Summing it all up, after the committee of creditors approves the resolution plan under Section 30 (4) and subsequently the Adjudicating Authority by its order under section 31(2), the resolution plan becomes applicable on the CD and its stakeholders also including the Central Government, the State Government, or any other local authority who the CD owes any statutory dues.
Section 238 of the IBC which has an overriding effect states that if there exists an inconsistency between the provision of the Code and other laws of the country, the Code shall prevail over the other laws which have been confirmed by the Supreme Court in its several judgments. Section 32A of IBC which later became effective in December 2019, provides immunity with regards to the liability of a CD for an offence (civil or/and criminal) committed prior to the commencement of the corporate insolvency resolution process.
The Apex Court in the case of Maharashtra Seamless Steel Ltd. v. Padmanabhan Venkatesh & Ors. observed that the way of dealing with the dues of an operational creditor is provided under Section 30 of the Code which has been further explained in the Supreme Court judgement of Essar.

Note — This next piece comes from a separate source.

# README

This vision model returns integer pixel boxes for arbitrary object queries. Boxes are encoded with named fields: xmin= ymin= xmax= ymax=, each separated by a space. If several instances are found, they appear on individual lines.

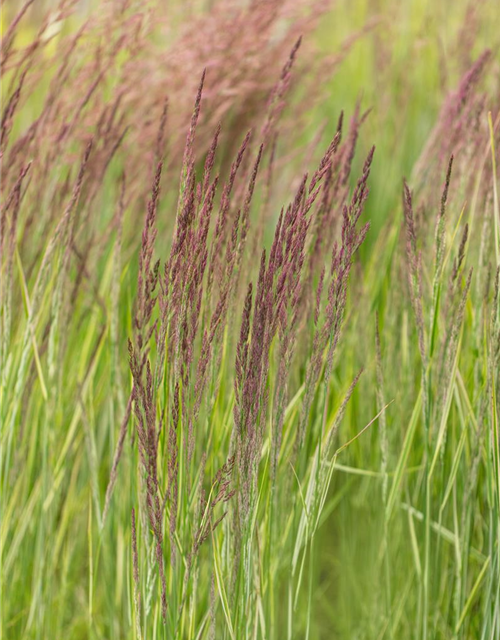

In the Essar judgment, the Supreme Court relied upon the Preamble to the IBC and held that maximization of value of assets of the corporate debtors so as to run them properly as going concerns, is a significant objective of the IBC. When the committee of creditors exercises its commercial wisdom to arrive at business decisions, it must take into account key features of the IBC. So long as the provisions of the IBC and its regulations have been met, it is the commercial wisdom of the requisite majority of the committee of creditors which holds sway.
The Supreme Court stated that MSL had consented to clear the operational creditors’ dues as of the financial creditors while complying with Section 30(2)(b) of the Code. The Apex Court also mentioned that none of those operational creditors had come before them questioning the legality of the resolution plan.
Further, it observed that according to IBC and its regulations there is no requirement that the bid of any resolution applicant shall match the liquidation value found at as per the Clause 53 of of the Insolvency and Bankruptcy Board of India (Insolvency Resolution Process for Corporate Persons) Regulations, 2016. These regulations were objected to assist the CoC and thus, once a plan has received the assent of the CoC, the adjudicating authority’s obligation is to ascertain if the plan meets the requirement under Section 30(2) and (4) of the Code.
In the matter before us, there has not been any violation of these provisions and thus the NCLAT must concede to the commercial intelligence of the CoC rather than to assess the resolution plan itself when there is no violation of Section 30(2)(b).
Earlier, it was a common understanding that resolution plans must offer an amount higher than the liquidation value. However, it appears that the intent is to only provide a negotiating capacity to the CoC by keeping the liquidation value at the back of mind and to ascertain the final amounts applicable to operational creditors.
It is now a settled principle that the resolution plans need not match with the liquidation value and the CoC is fully within its power to accept such a resolution plan in its commercial wisdom as long as the provisions of the Section 30(2)(b) are followed. It shall be interesting to judge the impact of this on ongoing CIRPs.